Limitations of current animal models

Animal models play a crucial role in exosome research for hair regeneration, yet they often fail to fully replicate human hair follicle biology. Most studies, including those by Wu et al[45] and Zhang et al[47], rely on murine models, which lack human-like follicular cycling and immune responses. While rodent models provide insights into exosome-induced follicular proliferation, they do not account for androgen-driven miniaturization seen in androgenetic alopecia. Large-animal models, such as pigs, may offer better translational relevance. Future research must focus on developing humanized models or organoid-based systems to improve predictive validity for clinical applications.

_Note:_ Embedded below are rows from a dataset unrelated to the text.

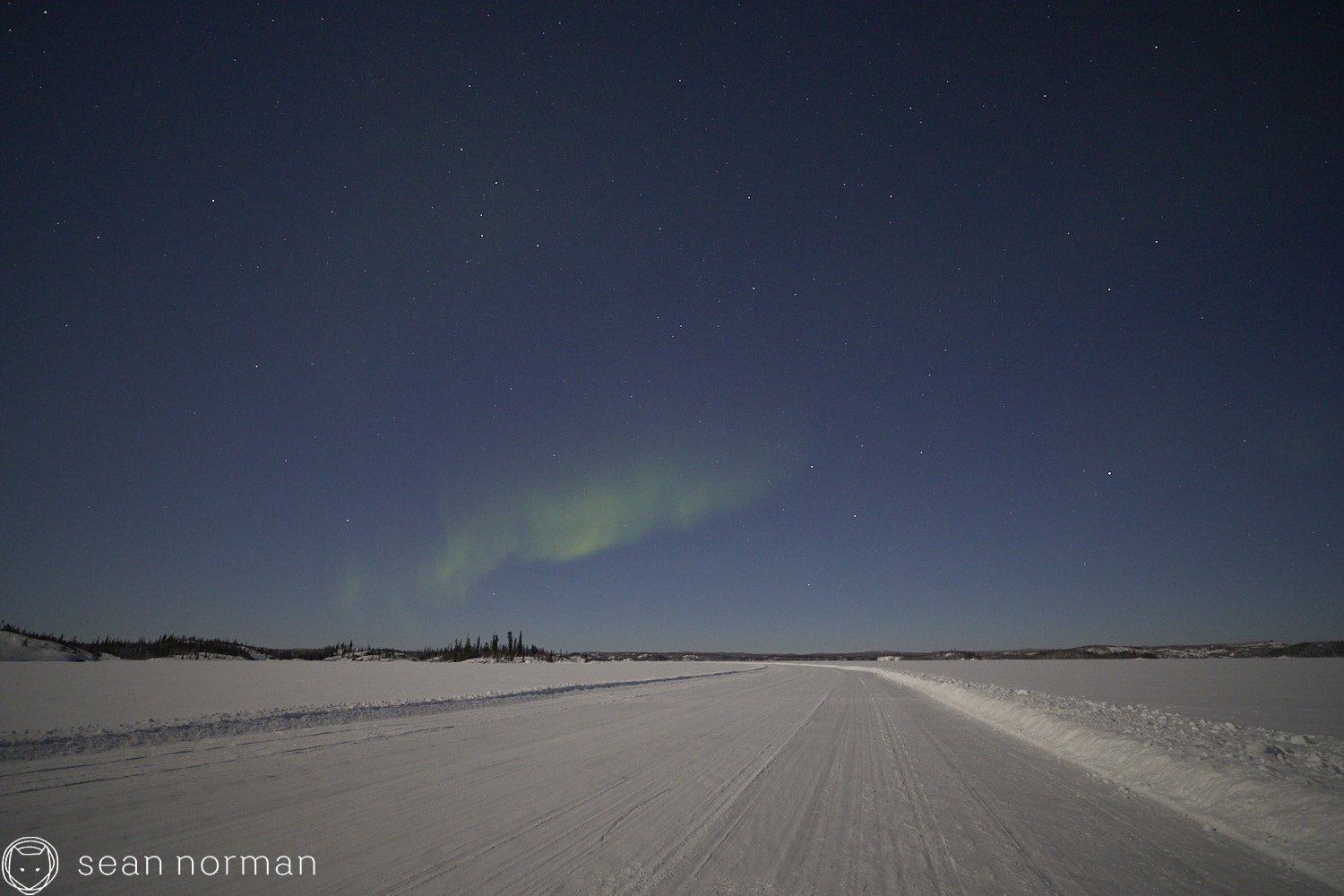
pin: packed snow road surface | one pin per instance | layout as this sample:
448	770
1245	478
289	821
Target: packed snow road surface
776	780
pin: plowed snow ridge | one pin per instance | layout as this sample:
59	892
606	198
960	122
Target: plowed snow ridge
1279	793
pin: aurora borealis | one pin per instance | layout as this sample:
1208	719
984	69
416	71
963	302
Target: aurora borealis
720	328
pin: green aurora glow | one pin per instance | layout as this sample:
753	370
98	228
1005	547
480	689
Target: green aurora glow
575	516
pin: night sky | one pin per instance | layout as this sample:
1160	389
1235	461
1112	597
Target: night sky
710	327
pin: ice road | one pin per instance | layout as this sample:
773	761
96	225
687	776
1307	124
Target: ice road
771	780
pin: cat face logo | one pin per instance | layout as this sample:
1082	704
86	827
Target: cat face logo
30	864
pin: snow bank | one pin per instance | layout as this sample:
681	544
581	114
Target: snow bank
1277	791
1289	694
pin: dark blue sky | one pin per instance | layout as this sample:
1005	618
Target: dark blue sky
715	327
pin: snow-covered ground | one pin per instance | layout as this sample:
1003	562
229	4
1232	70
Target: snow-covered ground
1301	696
148	694
18	648
1279	791
701	780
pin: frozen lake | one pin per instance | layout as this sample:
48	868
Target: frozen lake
766	780
1303	696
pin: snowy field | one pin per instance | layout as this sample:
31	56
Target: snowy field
652	778
38	696
1303	696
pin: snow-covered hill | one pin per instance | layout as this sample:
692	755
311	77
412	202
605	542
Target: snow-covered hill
15	646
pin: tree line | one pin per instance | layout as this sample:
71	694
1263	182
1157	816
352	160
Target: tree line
172	645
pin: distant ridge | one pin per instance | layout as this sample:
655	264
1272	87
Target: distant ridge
59	648
1252	649
21	643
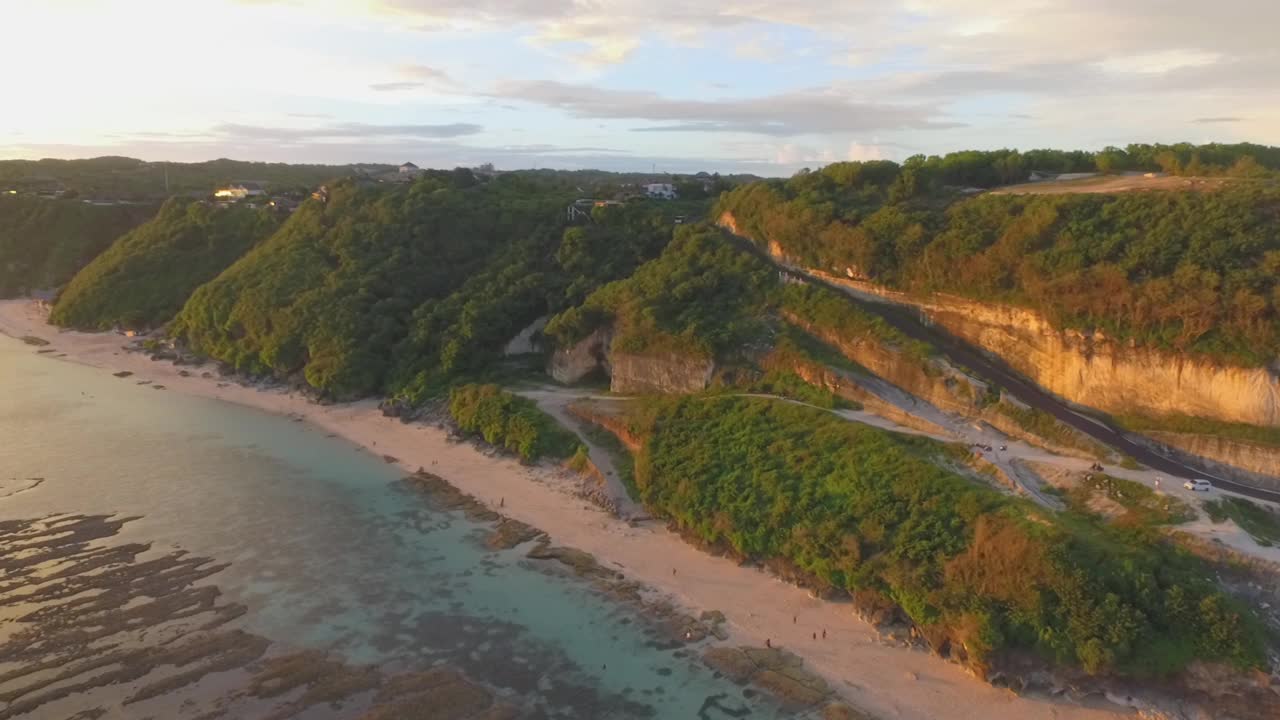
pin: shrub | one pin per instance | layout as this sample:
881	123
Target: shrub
510	422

Limitations of clinical studies

One of the primary limitations in the current body of literature is the extremely limited number of published clinical studies evaluating exosome-based therapies for hair regeneration. Of the studies included in this review, only three met eligibility criteria and each had small cohorts, varying methodologies, and short-term follow-up. The current evidence reported does not allow for forming strong conclusions regarding safety, efficacy, or long-term outcomes of exosome-based therapies for hair regeneration. This is particularly important as these therapies begin to attract increasing clinical interest and patient demand increases. Without larger, well-designed randomized trials, there remains a risk of premature clinical application based on early-stage data that may not hold up under more rigorous testing. Furthermore, the lack of standardized dosing protocols, manufacturing consistency, and long-term safety data compounds the uncertainty.

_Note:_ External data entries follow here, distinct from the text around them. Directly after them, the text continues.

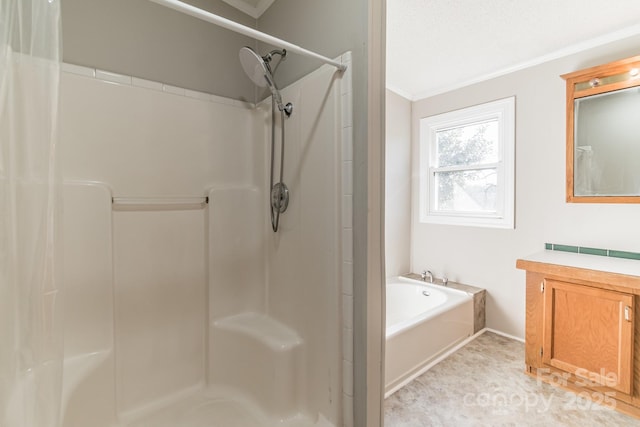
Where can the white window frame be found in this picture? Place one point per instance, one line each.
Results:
(504, 111)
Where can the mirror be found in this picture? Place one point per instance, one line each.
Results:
(603, 133)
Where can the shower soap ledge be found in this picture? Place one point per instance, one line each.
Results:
(263, 328)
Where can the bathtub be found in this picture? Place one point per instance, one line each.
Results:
(423, 322)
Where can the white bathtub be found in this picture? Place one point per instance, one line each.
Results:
(423, 321)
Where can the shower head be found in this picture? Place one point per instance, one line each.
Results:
(259, 71)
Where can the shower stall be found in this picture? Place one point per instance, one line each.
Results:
(181, 304)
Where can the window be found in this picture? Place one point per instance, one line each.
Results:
(467, 166)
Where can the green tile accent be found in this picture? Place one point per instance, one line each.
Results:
(622, 254)
(565, 248)
(593, 251)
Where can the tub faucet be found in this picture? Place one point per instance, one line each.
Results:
(425, 274)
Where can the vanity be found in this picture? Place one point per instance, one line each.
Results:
(583, 325)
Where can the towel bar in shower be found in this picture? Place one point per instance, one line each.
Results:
(158, 203)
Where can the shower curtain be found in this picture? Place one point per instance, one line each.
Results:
(30, 330)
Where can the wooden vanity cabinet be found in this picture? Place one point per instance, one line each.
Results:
(582, 332)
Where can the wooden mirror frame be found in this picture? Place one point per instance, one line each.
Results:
(593, 81)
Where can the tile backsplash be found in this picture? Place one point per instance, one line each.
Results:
(592, 251)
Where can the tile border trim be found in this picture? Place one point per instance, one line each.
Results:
(612, 253)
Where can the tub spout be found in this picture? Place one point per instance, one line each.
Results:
(425, 274)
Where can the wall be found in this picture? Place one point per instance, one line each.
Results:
(397, 184)
(147, 40)
(486, 257)
(304, 256)
(138, 279)
(331, 28)
(111, 36)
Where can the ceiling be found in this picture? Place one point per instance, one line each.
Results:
(438, 45)
(253, 8)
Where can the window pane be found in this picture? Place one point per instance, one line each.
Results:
(466, 191)
(471, 144)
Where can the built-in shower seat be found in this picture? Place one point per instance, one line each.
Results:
(259, 355)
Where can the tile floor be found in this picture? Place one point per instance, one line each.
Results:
(483, 384)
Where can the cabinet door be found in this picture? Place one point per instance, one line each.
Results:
(589, 332)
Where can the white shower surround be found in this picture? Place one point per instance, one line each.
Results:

Exosome therapy shows some promise for hair regeneration, but there are many limitations that hinder its widespread clinical use. First, the lack of standardized protocols for exosome isolation, purification, and dosage makes treatment outcomes inconsistent. Additionally, the potential for immune reactions or unwanted side effects remains unclear due to limited long-term studies. Scalability and cost are also major concerns, as high-quality exosome production is expensive and complex. Furthermore, regulatory hurdles pose challenges, as exosome-based therapies require rigorous safety and efficacy testing before approval.

A key limitation of this review is the absence of formal statistical analysis or meta-analytic synthesis of the included studies. Due to substantial heterogeneity in study designs, exosome sources, outcome measures, and reporting formats, quantitative comparison or pooling of effect sizes across studies was not feasible. Most studies reported qualitative or semi-quantitative outcomes without standardized metrics, further limiting our ability to perform a rigorous comparative analysis. While we aimed to provide a comprehensive overview of current findings, future research in this field would benefit from greater methodological consistency and standardized reporting, which would enable meaningful statistical evaluation and evidence-based comparison of therapeutic efficacy across different exosome-based interventions. Lastly, while early research is promising, robust clinical trials with large patient populations are needed to confirm its long-term benefits and mechanisms in hair regeneration[71].

CONCLUSION

Exosome-based therapies hold immense promise for the treatment of hair loss by leveraging their ability to modulate key signaling pathways and enhance hair follicle regeneration. While pre-clinical studies demonstrate consistent efficacy across diverse exosome sources, methodological heterogeneity and the limited amount of clinical data highlight the need for further research. Addressing these challenges through standardized protocols, early-phase, adequately powered, randomized clinical trials with longer follow-up, and combinatorial approaches will be critical in realizing the full potential of exosome therapies in clinical practice.